Questo dato storico, che non trova riscontro in altri paesi occidentali—neppure in Francia dove il conflitto politico è/è stato non meno incandescente che in Italia—spiega assai bene certe modalità della politica italiana. A cominciare dalla natura carismatica dei partiti che, in quanto portatori di legittimità sostanziale, sono superiorem non recognoscentes: l’immagine di uno Stato forte e neutrale diventa, nella loro ottica, ideologia, falsa rappresentazione: un prefetto, un questore, un generale, un direttore di quotidiani, un editore etc. sono simboli di istituzioni vuote, che vanno riempite di contenuti etico-sociali concreti, che nel ventennio erano sfornati da un solo partito e, a partire dal secondo dopoguerra, da una pluralità di partiti. Il funzionario che “non guarda in faccia a nessuno” da noi è quasi un “cavaliere inesistente” che pretende di far rispettare la legge e l’ordine anche ai rappresentati consacrati dal voto popolare ma si muove come un’armatura vuota. I partiti non sono il braccio armato e intercambiabile (le loro fortune dipendono dalle urne) dello Stato, ma i suoi servi padroni o, meglio, non sono gli interpreti delle sue volontà ma coloro che ne indicano le direzioni, che dicono alla volontà ciò che deve volere.

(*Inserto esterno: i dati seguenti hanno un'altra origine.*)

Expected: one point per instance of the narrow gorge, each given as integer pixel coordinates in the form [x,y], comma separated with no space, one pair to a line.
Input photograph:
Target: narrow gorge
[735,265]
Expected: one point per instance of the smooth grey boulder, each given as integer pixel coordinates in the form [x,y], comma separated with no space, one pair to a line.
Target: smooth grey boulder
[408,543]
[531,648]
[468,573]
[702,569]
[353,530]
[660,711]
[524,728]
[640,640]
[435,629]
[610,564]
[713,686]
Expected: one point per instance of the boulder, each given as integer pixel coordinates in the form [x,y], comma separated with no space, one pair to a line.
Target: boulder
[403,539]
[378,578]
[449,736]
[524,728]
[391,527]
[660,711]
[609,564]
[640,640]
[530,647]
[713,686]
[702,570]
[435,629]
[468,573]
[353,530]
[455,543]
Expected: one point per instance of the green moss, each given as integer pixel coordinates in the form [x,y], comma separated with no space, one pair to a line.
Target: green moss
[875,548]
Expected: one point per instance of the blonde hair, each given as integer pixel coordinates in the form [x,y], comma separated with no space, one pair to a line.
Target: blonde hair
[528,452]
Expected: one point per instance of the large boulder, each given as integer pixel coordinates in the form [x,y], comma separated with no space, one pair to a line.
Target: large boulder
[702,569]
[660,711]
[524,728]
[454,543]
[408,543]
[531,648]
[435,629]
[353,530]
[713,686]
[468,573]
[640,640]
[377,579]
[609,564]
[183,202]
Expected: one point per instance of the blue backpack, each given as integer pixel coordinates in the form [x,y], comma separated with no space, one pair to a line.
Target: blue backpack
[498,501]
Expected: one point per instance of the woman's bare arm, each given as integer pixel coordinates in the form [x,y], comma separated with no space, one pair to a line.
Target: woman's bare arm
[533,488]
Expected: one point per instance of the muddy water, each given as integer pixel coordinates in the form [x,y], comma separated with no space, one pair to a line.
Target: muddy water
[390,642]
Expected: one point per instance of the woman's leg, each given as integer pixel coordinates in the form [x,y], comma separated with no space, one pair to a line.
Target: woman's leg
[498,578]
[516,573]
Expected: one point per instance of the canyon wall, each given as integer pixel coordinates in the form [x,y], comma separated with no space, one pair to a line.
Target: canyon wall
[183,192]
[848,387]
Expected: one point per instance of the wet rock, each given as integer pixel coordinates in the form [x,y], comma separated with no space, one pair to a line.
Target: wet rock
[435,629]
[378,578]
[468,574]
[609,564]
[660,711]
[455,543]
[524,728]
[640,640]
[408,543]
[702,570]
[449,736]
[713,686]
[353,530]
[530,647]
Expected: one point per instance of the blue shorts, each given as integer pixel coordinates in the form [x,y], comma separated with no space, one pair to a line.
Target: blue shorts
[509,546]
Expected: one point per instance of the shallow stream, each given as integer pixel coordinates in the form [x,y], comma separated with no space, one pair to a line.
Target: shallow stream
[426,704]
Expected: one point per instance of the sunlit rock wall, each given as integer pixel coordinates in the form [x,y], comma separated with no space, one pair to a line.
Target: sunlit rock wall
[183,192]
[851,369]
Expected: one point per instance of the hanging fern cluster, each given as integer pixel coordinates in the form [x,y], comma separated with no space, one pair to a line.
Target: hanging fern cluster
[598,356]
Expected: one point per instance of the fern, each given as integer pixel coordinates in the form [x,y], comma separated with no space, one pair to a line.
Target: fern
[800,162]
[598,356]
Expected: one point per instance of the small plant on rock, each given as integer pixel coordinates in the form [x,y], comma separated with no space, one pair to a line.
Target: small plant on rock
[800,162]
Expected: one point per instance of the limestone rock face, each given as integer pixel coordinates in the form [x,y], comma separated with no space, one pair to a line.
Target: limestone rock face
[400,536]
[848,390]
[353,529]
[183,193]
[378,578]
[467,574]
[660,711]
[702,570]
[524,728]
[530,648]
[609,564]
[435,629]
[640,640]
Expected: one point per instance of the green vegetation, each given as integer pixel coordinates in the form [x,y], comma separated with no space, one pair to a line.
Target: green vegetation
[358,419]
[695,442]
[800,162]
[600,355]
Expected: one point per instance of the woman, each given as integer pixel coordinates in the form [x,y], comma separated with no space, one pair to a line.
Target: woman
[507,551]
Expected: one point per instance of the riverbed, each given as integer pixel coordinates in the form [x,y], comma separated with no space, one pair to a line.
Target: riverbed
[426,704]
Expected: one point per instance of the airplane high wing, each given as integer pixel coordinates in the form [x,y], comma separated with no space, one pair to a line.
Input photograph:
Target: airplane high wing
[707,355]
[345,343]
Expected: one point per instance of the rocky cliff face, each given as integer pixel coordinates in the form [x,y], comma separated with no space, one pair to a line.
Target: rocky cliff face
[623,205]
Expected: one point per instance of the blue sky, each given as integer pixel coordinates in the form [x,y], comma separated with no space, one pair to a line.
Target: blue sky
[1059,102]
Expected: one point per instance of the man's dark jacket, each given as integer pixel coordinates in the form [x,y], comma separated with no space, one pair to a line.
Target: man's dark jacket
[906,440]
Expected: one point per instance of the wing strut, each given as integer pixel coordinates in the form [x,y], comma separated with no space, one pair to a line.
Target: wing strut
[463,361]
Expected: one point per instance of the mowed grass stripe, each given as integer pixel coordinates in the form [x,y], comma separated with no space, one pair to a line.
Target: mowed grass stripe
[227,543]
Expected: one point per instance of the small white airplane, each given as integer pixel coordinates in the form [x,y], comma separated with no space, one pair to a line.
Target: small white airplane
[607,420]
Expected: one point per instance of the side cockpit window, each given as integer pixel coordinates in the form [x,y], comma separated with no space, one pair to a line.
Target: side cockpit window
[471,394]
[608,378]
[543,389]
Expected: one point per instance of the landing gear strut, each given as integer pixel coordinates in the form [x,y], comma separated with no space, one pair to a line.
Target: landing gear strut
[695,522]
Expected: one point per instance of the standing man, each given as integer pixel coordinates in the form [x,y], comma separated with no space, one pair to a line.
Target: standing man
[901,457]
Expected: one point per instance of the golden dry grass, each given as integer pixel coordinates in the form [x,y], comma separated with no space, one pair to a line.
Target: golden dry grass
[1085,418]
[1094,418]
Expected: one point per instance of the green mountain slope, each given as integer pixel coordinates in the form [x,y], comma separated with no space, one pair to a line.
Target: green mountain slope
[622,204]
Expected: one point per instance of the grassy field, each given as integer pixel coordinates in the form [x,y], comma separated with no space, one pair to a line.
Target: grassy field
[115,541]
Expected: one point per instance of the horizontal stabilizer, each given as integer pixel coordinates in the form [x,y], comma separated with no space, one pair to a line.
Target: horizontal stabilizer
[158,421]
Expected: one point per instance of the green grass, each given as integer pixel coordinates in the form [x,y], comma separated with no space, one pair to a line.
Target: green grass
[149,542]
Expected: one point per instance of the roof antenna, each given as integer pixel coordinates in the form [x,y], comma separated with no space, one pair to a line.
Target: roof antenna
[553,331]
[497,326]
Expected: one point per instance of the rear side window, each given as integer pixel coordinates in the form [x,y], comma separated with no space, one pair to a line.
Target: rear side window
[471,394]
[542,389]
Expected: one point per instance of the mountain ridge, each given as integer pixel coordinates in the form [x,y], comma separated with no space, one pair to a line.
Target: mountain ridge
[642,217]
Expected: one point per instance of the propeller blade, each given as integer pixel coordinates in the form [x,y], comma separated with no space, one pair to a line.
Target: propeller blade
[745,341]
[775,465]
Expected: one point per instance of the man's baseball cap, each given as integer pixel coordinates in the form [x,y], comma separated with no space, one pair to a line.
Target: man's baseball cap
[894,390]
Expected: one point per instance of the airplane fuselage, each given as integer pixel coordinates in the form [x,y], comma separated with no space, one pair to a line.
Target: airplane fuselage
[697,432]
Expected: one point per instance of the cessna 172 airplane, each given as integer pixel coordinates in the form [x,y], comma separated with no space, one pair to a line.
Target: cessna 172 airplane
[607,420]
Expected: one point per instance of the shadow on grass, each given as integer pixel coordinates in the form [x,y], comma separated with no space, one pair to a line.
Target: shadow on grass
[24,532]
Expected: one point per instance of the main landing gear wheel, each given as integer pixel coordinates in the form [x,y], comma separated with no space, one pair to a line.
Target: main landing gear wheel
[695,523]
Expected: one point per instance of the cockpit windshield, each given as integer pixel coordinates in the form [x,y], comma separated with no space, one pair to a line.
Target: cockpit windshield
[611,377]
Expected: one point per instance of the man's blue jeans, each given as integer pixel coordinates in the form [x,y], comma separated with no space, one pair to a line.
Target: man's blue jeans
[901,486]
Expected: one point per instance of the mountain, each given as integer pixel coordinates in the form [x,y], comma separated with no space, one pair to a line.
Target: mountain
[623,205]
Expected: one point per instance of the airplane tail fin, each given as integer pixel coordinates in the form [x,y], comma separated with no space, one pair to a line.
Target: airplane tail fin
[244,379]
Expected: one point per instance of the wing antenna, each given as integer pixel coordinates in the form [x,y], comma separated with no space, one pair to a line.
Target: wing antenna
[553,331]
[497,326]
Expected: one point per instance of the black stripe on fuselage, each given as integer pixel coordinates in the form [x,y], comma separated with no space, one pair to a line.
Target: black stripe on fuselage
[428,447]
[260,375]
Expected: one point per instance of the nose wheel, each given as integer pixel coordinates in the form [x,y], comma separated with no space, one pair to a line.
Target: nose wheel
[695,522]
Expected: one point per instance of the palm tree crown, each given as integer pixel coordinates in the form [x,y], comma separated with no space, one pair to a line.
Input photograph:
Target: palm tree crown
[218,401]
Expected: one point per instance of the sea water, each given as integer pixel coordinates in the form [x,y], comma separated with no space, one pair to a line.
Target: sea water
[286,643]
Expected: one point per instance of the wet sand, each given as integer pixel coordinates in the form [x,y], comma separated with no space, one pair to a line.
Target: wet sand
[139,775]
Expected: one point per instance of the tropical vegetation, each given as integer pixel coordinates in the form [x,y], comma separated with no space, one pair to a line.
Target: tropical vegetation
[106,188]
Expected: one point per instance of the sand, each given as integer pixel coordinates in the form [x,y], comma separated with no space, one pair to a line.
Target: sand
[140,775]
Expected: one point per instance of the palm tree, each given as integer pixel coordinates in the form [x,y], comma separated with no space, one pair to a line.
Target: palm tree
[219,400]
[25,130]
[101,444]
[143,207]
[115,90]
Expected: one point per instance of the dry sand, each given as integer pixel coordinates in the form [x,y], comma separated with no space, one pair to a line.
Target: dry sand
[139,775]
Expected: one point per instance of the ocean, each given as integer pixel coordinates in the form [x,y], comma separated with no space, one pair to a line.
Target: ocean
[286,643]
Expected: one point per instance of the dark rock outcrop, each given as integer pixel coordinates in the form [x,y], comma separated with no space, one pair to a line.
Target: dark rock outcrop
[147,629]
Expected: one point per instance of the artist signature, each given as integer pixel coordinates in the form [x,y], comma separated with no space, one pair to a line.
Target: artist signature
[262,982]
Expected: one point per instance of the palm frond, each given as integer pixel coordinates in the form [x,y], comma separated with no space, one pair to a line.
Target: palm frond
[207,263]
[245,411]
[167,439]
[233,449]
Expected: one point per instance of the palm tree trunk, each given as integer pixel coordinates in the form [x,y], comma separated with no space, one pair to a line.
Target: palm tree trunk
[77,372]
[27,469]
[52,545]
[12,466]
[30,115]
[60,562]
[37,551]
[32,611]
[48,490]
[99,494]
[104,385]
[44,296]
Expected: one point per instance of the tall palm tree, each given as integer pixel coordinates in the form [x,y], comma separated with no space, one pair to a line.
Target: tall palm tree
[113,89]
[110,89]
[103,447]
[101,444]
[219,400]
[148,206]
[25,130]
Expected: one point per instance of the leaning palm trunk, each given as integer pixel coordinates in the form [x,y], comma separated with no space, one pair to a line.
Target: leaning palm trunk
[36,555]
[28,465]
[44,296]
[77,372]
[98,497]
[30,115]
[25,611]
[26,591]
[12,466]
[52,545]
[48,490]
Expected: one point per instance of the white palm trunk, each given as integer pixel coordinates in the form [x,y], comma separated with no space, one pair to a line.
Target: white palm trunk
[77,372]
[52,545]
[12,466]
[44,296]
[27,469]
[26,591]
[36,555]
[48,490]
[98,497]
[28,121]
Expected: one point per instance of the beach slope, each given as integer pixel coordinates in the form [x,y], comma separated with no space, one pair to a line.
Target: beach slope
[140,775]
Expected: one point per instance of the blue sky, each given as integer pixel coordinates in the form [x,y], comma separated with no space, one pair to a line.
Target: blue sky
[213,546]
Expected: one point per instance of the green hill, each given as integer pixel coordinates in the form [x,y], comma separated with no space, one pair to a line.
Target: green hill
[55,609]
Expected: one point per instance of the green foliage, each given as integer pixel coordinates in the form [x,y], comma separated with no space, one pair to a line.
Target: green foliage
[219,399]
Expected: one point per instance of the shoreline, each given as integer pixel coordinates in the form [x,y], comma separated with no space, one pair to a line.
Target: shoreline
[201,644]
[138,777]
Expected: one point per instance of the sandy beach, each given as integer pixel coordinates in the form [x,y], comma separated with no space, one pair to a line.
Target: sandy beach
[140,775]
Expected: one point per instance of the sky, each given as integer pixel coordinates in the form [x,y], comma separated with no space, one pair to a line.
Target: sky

Anni fa, in Francia, i socialisti subirono un grave scacco elettorale perché sospetti di voler mettere le mani sulla Pubblica Amministrazione. Oltralpe i diritti civili sono assicurati—con buona pace dei retori liberisti e libertari dell’anticentralismo—giacché i vari regimi politici non erodono la pianta dello Stato, accampandosi sulle sue rovine come i barbari del tardo impero. I servizi pubblici funzionano (dalla Sanità alle ferrovie) perché i politici—Parlamento ed esecutivo—esercitano funzioni doverose di mero controllo: nel nostro paese, al contrario, le nomine alla direzione degli enti diventano un terreno di scontro politico, volendo ciascun’area politica imporre “i suoi uomini”, per far valere la propria concezione del bene pubblico. Questo brutto costume di casa, paradossalmente, era ancora tollerabile quando erano vivi e vegeti i partiti tradizionali che si richiamavano a forti ideologie: l’interesse generale, allora, si identificava con quello di una parte ma questa parte riteneva, a sua volta, di battersi per i grandi valori (la solidarietà cristiana interclassista, l’ascesa del proletariato, il riscatto delle campagne etc.). Finita l’era dei “grandi racconti”, rimane solo la lotta per il potere fine a se stessa, che si svolge in un’arena—lo Stato—sempre più evanescente e privo di veri difensori, impensabili ove manchino il “senso delle istituzioni” e, me lo si lasci dire, l’orgoglio dell’appartenenza alla comunità nazionale. Valori irrecuperabili per sempre se si pensa che ci si sente italiani (forse) solo all’estero giacché a definirci sono, soprattutto, le nostre opinioni politiche e le nostre collocazioni regionali.